Copiei este texto de um indivíduo qualquer, amigo meu até hoje. Um desconhecido do público em geral. O texto foi rabiscado rapidamente por ele. Jorge contou que o escreveu em uma noite, mas já estava com as idéias na cabeça há alguns dias. As idéias nasceram de conversas com diversas pessoas que com ele gostavam de debater sobre filmes, indústrias, capitalismo e outros temas contemporâneos. Ele me disse que publicaria o texto ainda este ano, mas eu não quis esperar, por isso, o copiei para vocês.
Algumas partes foram retiradas diretamente do texto dele. As outras eu tentei completar com leituras e trechos de outros textos a ponto de esquecer quando a contribuição de um começa e a do outro termina. No fundo, o que fiz foi radicalizar conforme ele mesmo propõe. Uma pessoa que pensa assim não pode se zangar com esses recortes e colagens. A vida é feita de Control C e Control V, e vou tentando me convencer.
O autor propõe uma forma de ler a indústria cultural contemporânea. Esse “modo” acaba por caber não apenas à indústria cinematográfica, para a qual ele aponta sua crítica, mas para as artes como um todo.
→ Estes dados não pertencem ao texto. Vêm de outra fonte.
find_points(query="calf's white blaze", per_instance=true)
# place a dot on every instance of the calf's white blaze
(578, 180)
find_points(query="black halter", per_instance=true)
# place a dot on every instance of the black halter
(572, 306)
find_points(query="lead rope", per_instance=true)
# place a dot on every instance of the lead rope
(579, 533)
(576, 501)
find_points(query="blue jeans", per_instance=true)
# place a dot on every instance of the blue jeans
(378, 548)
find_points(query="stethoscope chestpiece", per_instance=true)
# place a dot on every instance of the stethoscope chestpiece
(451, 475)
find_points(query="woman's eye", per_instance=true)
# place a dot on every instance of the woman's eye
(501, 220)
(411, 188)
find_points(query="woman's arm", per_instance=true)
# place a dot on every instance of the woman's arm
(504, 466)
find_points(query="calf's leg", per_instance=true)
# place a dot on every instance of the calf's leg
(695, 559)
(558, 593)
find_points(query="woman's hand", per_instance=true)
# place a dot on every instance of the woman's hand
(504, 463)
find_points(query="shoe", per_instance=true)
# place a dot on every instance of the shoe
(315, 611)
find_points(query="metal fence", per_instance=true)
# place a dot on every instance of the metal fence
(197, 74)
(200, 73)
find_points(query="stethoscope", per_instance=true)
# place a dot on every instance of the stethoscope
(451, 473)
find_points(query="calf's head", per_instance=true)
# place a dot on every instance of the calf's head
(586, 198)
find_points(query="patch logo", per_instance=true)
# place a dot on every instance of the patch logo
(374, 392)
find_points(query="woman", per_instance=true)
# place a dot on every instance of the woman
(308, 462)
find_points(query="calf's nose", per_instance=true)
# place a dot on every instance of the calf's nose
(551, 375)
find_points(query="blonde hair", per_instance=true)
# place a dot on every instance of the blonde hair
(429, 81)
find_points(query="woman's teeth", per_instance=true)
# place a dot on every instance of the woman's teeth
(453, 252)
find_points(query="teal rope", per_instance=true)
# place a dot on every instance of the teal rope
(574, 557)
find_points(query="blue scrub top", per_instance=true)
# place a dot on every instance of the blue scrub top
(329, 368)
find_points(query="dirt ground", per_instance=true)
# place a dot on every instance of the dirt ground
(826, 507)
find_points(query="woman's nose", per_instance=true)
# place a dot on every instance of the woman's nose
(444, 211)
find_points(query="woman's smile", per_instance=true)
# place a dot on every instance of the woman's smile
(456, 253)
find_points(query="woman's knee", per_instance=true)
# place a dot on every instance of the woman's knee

A proposta do texto é gerar discussão e novos textos que utilizem os principais apontamentos para elaboração de outras críticas, sempre práticas, sempre cotidianas, sempre relacionando as indústrias e, portanto, o capitalismo com a vida das pessoas e os modos de resistir a ele.
Jorge escreve...
***
Tenho como premissa o fim da arte (seguindo uma leitura pós-Walter Benjamin/pós-Guy Debord) na sociedade do século XX e princípio do século XXI. Os avanços da reprodutibilidade técnica formam o mundo do homem que perdeu a humanidade. Esses avanços, também, são a saída: a humanidade, então, não está perdida. Um paradoxo.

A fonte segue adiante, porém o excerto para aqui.